In one way or another, most approaches to history of science share a common intellectual assumption: that science can be related to the contexts in which it is produced, even if historians can’t agree about what’s important when talking about those contexts. Indeed, such is the importance of this contextualist point that it is often seen as a crucial moment in moving history of science away from the wholly discredited study of great men and their ideas. When, though, did this shift take place and who was responsible for it?

Ever since I started out as graduate student, I’d assumed, like many others, that the effort to relate science and its contexts was originally the gift of Karl Marx and Marxism. After all, who doesn’t know the story of the letter in which Marx explained how Charles Darwin had transplanted Victorian society onto the natural world (though, for the record, the letter we always attribute to Marx was actually written by Engels) or the legend of Russian physicist Borris Hessen’s presentation on Isaac Newton to the Second International Congress of the History of Science at the Science Museum in London in 1931? However, in considering this issue recently I’ve come to the conclusion that something is missing from our understanding of the history of history of science and that it tells us something important about the intellectual trajectory of the field.

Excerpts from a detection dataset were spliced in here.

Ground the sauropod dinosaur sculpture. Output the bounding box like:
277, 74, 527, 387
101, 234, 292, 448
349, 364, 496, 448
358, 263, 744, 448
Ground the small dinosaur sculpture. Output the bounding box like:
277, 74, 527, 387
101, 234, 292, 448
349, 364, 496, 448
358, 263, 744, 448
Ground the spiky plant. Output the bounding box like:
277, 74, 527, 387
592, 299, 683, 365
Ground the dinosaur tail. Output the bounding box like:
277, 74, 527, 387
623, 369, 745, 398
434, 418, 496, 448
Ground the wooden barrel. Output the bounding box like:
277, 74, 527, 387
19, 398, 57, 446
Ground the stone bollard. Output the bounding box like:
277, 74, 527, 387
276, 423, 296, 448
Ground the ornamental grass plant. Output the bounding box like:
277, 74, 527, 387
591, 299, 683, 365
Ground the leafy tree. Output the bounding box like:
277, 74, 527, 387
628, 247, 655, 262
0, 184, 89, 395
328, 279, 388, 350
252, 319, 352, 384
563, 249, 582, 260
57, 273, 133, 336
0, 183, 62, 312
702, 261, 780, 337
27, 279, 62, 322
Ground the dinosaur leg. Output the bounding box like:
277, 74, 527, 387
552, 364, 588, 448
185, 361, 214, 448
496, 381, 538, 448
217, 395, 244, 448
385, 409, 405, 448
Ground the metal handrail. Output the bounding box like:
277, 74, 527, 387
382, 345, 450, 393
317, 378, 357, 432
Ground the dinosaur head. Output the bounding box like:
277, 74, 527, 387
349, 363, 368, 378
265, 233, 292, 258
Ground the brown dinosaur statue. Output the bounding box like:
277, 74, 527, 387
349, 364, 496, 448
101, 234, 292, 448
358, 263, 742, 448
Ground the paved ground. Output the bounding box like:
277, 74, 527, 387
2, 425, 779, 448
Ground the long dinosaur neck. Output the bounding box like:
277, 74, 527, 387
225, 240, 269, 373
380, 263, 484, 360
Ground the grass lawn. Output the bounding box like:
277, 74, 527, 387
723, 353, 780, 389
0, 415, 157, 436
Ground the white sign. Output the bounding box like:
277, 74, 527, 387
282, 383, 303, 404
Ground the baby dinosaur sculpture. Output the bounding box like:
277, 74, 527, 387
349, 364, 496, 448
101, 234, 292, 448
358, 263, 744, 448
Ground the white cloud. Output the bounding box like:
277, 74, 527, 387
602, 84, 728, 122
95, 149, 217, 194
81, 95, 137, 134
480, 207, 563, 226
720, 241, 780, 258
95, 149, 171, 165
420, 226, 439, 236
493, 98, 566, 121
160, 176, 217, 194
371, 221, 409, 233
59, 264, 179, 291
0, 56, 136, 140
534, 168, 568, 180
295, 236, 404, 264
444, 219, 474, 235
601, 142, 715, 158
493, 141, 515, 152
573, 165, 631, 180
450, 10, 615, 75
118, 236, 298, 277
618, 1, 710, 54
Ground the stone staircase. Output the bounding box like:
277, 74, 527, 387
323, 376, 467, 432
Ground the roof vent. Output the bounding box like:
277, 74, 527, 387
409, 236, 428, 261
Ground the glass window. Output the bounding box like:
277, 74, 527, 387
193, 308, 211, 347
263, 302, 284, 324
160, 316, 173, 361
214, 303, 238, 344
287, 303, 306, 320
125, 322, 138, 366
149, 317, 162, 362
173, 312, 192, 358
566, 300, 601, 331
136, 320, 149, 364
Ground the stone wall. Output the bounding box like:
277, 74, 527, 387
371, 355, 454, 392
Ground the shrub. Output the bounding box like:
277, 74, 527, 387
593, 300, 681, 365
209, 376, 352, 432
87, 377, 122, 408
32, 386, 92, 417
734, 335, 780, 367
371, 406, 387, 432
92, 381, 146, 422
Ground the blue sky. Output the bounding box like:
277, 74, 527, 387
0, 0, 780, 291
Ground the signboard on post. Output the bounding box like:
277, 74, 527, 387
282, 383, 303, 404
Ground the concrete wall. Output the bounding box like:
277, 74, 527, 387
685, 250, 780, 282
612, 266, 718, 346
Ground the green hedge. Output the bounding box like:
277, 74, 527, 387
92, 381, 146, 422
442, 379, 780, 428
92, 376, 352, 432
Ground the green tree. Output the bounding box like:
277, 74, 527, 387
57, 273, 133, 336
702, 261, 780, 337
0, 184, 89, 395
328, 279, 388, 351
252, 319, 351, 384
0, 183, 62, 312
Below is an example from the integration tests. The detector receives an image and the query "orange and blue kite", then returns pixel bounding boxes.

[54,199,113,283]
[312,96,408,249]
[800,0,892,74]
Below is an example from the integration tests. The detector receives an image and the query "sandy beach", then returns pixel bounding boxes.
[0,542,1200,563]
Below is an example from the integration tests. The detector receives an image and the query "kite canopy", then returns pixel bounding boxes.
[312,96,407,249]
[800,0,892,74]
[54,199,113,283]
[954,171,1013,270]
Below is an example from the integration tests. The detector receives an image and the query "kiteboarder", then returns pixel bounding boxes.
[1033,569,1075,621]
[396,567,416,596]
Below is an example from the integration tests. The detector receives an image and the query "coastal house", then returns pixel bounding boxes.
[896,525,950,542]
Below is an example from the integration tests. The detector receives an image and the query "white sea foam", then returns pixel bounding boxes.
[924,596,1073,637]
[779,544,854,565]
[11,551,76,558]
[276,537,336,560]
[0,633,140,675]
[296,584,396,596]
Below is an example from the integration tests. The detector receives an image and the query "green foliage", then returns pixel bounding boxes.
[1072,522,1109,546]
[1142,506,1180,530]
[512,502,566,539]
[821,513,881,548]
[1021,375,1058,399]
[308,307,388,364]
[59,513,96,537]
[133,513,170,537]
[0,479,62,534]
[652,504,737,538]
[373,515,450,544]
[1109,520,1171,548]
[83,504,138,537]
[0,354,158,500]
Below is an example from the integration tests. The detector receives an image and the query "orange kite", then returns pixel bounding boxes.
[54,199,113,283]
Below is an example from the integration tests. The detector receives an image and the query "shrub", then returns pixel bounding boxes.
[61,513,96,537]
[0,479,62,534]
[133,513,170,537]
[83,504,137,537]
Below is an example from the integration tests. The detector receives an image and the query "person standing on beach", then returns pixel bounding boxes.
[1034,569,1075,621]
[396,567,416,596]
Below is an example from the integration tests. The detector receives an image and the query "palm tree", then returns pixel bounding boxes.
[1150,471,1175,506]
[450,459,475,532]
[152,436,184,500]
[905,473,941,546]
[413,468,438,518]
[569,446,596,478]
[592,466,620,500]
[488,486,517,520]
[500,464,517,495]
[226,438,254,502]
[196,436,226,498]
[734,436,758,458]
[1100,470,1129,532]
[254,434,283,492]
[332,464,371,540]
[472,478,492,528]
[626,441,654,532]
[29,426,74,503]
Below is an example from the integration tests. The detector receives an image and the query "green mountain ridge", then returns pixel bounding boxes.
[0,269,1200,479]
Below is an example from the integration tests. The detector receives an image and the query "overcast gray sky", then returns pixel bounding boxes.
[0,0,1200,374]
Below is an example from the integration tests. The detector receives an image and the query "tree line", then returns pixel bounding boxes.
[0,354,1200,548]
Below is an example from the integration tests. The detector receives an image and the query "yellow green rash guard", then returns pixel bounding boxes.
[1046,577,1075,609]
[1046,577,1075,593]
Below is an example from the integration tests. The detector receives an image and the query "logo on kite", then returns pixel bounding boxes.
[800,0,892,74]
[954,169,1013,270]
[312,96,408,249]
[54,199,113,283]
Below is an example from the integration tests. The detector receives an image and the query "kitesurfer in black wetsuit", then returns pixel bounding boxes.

Ashley Montagu (1905-1999)

Ashley Montagu (1905-1999)

Part of what sparked my interest in this issue was a 1952 book, entitled Darwinism: Competition and Cooperation, by the British-American anthropologist Ashley Montagu, who played a leading role in the production of the famous 1950 UNESCO statement on race. In that book, Montagu argued that it wasn’t Marx or Marxists who first grasped how to relate science to its socioeconomic contexts but Patrick Geddes—the Scottish biologist, sociologist, and town planner whom I’ve spent a great deal of time studying (see pages 29 to 31 in particular). To illustrate his point, Montagu picked out a passage from Geddes’ late 1880s article on “Biology” for Chamber’s Encyclopaedia:

The substitution of Darwin for Paley as the chief interpreter of the order of nature is currently regarded as the displacement of an anthropomorphic view by a purely scientific one: a little reflection, however, will show that what has actually happened has been merely the replacement of the anthropomorphism of the eighteenth century by that of the nineteenth. For the place vacated by Paley’s theological and metaphysical explanation has simply been occupied by that suggested to Darwin and Wallace by Malthus in terms of the (more…)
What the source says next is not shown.